Top 12 Film Industry Stories of 2009:
#4: The Twitter Effect
By David Mumpower
January 2, 2010
Another fascinating aspect of this discussion involves the reviews and buzz of a pair of summer titles Transformers: Revenge of the Fallen and GI Joe. Both of these titles are based upon popular 1980s cartoons. Both of them had massive opening weekends. Revenge of the Fallen's $109.0 million is currently the eighth largest box office debut of all time. G.I. Joe's $54.7 million is the 13th largest debut of 2009. Mediocre to poor word-of-mouth should have truncated the legs of both titles. That did not happen. G.I Joe earned another $95.5 million after opening weekend, giving it a respectable (for a huge opening action film) final multiplier of 2.75. The Transformers sequel made a massive $293.1 million after opening weekend. To put that number in perspective, consider that this post-opening total on its own would edge out Up to be the third most successful film of the year behind Harry Potter and the Half-Blood Prince and Avatar. Revenge of the Fallen's final box office multiplier was 3.69, quite a bit better than a much higher quality summer blockbuster Star Trek managed. That title's final multiplier was 3.25, placing it squarely in the middle between G.I. Joe and Revenge of the Fallen. Summarizing, even though consumers had the knowledge that G.I. Joe and Transformers 2 were sub-par in quality, consumers still gave them the benefit of the doubt. If the Twitter Effect exists, it was negligible in these instances.
What we're left to determine is how real a phenomenon the Twitter Effect is. A leading market research firm for the industry determined in October that only 12% of moviegoers use Twitter. Due to the nature of emerging Web sites, that number is probably being understated as the site's user total grows markedly each day. Even so, if only one out of every eight consumers have access to Twitter, should that mean word-of-mouth is only impacted on a small scale? Not necessarily. We live in an era where in order for a thought to attain ubiquity, it must go viral. If someone says something funny, albeit nasty, about a movie on Twitter, the consumers who read the quote are likely to pass it along to their friends. Ergo, only one out of every eight potential customers may see the original quote. The problem is that this relaying of the quote doesn't end there.

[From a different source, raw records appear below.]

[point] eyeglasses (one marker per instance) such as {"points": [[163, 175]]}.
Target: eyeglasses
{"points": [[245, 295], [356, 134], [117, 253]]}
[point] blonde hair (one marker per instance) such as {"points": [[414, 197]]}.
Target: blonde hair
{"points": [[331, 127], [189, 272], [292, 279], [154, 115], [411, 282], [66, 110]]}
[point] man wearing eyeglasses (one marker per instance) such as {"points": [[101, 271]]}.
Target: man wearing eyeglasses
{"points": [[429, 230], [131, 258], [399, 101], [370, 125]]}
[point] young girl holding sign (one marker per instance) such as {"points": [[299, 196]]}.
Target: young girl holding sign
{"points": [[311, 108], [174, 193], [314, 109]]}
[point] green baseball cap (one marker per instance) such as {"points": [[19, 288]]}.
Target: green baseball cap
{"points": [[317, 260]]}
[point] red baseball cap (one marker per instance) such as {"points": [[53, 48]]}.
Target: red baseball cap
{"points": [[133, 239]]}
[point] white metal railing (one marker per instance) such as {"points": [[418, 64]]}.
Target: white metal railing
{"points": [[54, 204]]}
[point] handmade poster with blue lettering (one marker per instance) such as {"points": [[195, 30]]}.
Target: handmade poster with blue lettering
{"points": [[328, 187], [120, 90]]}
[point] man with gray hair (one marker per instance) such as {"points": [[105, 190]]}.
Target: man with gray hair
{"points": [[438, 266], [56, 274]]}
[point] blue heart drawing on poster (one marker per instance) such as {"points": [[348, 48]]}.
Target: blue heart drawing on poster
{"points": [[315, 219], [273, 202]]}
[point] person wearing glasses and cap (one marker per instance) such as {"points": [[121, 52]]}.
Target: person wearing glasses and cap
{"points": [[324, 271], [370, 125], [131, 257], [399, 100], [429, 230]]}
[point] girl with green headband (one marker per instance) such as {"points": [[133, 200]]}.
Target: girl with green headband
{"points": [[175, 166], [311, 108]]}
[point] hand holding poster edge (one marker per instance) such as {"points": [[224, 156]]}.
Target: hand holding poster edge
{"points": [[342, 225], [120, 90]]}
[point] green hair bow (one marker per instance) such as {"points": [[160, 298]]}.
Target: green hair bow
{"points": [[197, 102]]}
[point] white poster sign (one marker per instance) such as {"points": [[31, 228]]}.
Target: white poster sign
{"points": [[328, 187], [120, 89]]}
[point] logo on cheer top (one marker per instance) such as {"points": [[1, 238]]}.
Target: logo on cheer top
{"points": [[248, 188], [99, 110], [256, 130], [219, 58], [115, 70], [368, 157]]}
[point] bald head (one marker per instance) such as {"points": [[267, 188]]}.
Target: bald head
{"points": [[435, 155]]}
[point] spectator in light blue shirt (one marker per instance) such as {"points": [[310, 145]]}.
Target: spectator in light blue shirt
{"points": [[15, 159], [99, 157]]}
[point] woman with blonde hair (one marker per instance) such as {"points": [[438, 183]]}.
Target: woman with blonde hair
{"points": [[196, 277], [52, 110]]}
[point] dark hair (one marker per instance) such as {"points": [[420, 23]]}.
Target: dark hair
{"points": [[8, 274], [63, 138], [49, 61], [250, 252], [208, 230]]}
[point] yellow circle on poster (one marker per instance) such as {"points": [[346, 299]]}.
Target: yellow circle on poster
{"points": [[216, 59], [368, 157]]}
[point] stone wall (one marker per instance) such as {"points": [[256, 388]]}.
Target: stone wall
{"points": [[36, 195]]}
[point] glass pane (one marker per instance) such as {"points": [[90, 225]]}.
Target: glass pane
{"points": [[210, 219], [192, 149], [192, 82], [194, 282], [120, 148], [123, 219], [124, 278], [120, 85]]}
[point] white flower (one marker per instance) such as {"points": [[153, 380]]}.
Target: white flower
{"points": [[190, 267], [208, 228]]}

Once someone has mentioned it on a message board forum and/or quoted it on their Facebook account, all of their potential readers have access to the same information. And the scary thought is that several people who see it at one of those places may repeat the process, creating a re-tweet system that isn't self-contained on Twitter. In this manner, the spread of the stray thought has organically increased exponentially, no matter how large a group the original number of people who could have read it may have been. What cannot be denied is that the nature of the Internet in its current form is interconnectivity. Nothing happens in a vacuum any more. A single stray thought mentioned in one location may be picked up at another place, passed down as words of wisdom at others and become an instant sensation, all in a span of a day.